Esta historia tiene 2 puntas: por un lado la familia Álvarez, asturianos que emigraron a EEUU en 1887. Por otro lado, la empresa petrolera PEMEX, que buscaba petróleo en 1950 en el Golfo de México. ¿Qué pasó para que estas personas sin aparente conexión entre si convergieran en un enorme descubrimiento de un pasado remoto?
Empecemos de una vez: el abuelo Luis Fernández Álvarez dejó España con 13 años y estudió medicina en Stanford, EEUU. Chico listo de dinastía de chicos listos. Sus hijos, Walter Clement, también médico; Luis Walter estudió física y ganó el premio Nobel en 1968 y Walter (a secas) fue profesor de Berkeley en geología y elaboró la "hipótesis de Álvarez", porque encontró en determinadas zonas de la corteza terrestre unas inusuales cantidades de IRIDIO, elemento químico escasísimo en la Tierra, por lo cual dedujo que serían de origen extraterrestre, o sea, de un meteorito, por ejemplo.
En la foto Álvarez padre y su hijo Walter Álvarez.
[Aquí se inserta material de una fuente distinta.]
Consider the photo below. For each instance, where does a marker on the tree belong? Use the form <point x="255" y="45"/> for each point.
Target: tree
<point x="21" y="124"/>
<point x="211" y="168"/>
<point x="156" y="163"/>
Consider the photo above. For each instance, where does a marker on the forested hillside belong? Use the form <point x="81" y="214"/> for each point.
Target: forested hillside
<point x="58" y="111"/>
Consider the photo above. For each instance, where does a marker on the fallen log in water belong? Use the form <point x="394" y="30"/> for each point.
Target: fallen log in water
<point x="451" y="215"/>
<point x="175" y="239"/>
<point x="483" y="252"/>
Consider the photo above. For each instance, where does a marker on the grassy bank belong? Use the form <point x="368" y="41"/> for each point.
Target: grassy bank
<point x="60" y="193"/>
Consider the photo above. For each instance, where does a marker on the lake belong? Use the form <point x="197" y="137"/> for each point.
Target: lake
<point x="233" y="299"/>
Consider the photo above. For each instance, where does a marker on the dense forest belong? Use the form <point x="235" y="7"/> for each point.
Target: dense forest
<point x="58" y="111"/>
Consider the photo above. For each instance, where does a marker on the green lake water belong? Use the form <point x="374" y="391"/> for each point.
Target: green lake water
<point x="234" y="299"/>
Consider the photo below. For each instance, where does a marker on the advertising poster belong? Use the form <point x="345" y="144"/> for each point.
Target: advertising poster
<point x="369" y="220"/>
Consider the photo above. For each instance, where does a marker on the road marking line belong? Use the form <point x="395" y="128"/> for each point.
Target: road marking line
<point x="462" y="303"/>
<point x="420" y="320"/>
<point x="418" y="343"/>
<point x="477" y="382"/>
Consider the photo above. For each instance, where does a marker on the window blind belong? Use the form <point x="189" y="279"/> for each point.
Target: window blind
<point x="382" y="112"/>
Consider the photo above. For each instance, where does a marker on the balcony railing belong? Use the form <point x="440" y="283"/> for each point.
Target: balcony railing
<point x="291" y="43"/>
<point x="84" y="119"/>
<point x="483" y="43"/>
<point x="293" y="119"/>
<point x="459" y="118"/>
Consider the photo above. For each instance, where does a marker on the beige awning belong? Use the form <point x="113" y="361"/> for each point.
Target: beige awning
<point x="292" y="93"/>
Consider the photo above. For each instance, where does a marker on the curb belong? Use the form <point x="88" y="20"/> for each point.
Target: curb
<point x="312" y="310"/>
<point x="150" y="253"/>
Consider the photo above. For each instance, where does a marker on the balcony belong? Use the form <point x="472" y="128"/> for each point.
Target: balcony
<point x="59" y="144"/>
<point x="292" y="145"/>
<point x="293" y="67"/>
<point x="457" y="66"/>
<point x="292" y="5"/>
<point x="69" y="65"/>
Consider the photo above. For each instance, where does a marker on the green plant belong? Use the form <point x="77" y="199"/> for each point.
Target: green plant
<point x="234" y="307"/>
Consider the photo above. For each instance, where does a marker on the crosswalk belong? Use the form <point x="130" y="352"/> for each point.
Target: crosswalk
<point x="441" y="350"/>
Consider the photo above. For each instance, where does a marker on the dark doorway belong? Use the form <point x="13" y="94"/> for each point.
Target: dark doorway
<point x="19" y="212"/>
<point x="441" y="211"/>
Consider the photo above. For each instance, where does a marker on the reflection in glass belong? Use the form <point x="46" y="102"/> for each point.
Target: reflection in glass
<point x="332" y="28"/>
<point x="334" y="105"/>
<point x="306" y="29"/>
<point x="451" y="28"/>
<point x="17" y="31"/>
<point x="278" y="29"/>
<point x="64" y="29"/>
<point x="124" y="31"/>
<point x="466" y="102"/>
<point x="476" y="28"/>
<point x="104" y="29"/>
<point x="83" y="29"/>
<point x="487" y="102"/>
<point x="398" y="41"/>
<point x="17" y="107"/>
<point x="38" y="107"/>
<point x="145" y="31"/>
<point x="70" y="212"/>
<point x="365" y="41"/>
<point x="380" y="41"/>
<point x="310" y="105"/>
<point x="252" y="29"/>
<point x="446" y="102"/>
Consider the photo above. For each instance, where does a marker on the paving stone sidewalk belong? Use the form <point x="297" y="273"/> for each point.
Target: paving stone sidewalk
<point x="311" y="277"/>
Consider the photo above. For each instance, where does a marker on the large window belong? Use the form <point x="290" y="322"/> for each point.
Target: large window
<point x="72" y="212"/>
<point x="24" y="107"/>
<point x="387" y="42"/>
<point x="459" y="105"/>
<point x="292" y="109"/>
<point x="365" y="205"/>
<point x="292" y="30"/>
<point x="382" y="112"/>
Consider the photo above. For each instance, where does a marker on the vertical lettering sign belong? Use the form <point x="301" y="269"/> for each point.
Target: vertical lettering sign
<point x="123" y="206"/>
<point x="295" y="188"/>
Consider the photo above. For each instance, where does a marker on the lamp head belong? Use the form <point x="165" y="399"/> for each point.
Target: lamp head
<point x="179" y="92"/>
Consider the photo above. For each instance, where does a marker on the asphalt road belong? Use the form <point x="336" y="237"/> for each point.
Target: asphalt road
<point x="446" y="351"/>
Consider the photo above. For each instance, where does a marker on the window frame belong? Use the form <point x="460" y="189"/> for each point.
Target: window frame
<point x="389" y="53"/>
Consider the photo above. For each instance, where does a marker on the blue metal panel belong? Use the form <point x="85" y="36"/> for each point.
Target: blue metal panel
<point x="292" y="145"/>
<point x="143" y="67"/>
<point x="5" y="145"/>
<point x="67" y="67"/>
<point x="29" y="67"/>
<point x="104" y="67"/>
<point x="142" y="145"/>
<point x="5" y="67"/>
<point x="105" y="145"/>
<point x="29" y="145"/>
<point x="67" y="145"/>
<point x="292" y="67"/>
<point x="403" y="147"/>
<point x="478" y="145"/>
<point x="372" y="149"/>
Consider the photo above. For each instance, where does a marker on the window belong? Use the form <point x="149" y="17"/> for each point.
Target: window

En 1980 presentaron él y su padre sus conjeturas a un congreso internacional pero fueron olímpicamente ignorados, aunque ellos sabían que ese iridio tenía que haber venido del espacio y también sabían que, en ciencia hay que tener paciencia. Calcularon (no me pregunten cómo) que el tamaño del meteorito sería de unos 12 km. de diámetro dejando, en su caída, un anillo de 200 km de ancho, aproximadamente. También calcularon, (no me pregunten cómo) que ese cataclismo podría que haber ocurrido hace unos 66 millones de años. Todo eso sabían pero no lograban encontrar el lugar de la caída.
En esos años ya se barajaba la hipótesis de que los dinosaurios y otros millones de especies murieron como consecuencia de un impacto provocado por un hecho absolutamente catastrófico: la caída de un meterito que originó enormes tsunamis que arrasaron con todo. Larguísimos años el sol quedó oculto, lo cual impidió que los vegetales pudieran hacer la fotosíntesis, que están en la base de la cadena alimenticia y de la cual dependen todos los demás seres vivos. La mayoría de las especies se extinguieron pero... pero la vida se abre camino.
Aunque había otro problema: ¿dónde buscar? ¿Dónde pudo haber caído? ¿Por qué no hay rastros visibles de ese impacto inconmensurable? Imposible saberlo.
Mientras tanto, en 1950, los geólogos de PEMEX hallaron una estructura circular, en la península de Yucatán, México, con un magnetismo anormalmente alto; pero la empresa no permitió que esa información trascendiera al mundo científico. En 1978 se repite la exploración buscando petróleo pero esta vez con un avance tecnológico: un examen magnético aéreo. Así que, por un lado tenemos a los Álvarez buscando al enorme hueco dejado por el meteorito (1981) y por otro tenemos a buscadores de petróleo frente a un enorme hueco, creyendo que era el cráter de un volcán extinguido (1978).
¿Y quién hizo la conexión? Pues en 1990, un periodista de Texas, que trabajaba en el Houston Chronicle llamado Carlos Byars lo pensó y lo publicó. Este hombre era, sin duda, un tipo imaginativo con neuronas bien despiertas.
Imaginó que el "cráter" de Yucatán, en el Golfo de México, llamado Chicxulub, donde se encuentran los famosos CENOTES, depósito de agua azul de manantial, paraíso de los buceadores podía ser lo que andaban buscando los Álvarez, un agujero enorme causado por la caída del meteorito, de las dimensiones calculadas por ellos y bajo agua.En 1988, una científica nacida en Colombia, criada en Argentina y trabajando en EEUU, llamada Adriana Ocampo, asistió a un congreso en Acapulco, y el corazón le dio un vuelco al escuchar que esa formación circular podía ser la señal que apuntaba a la línea de investigación a la cual había dedicado su vida profesional. El final del Cretácico y el comienzo del Cenozoico.
Finalmente, en 2014, el investigador Hermann Bermúdez encontro depósitos de esférulas (pequeñas perlas de vidrio) que se formaron cuando el calor y la presión del impacto derritieron esos minerales, expulsándolas a la atmósfera y que luego volvieron a caer por la acción de la gravedad. Las evidencias se acumulaban y así funciona el mundo científico. Todo es provisional en cuanto a que permanentemente serán contrastadas una y otra vez. El tiempo será el que de o quite la razón.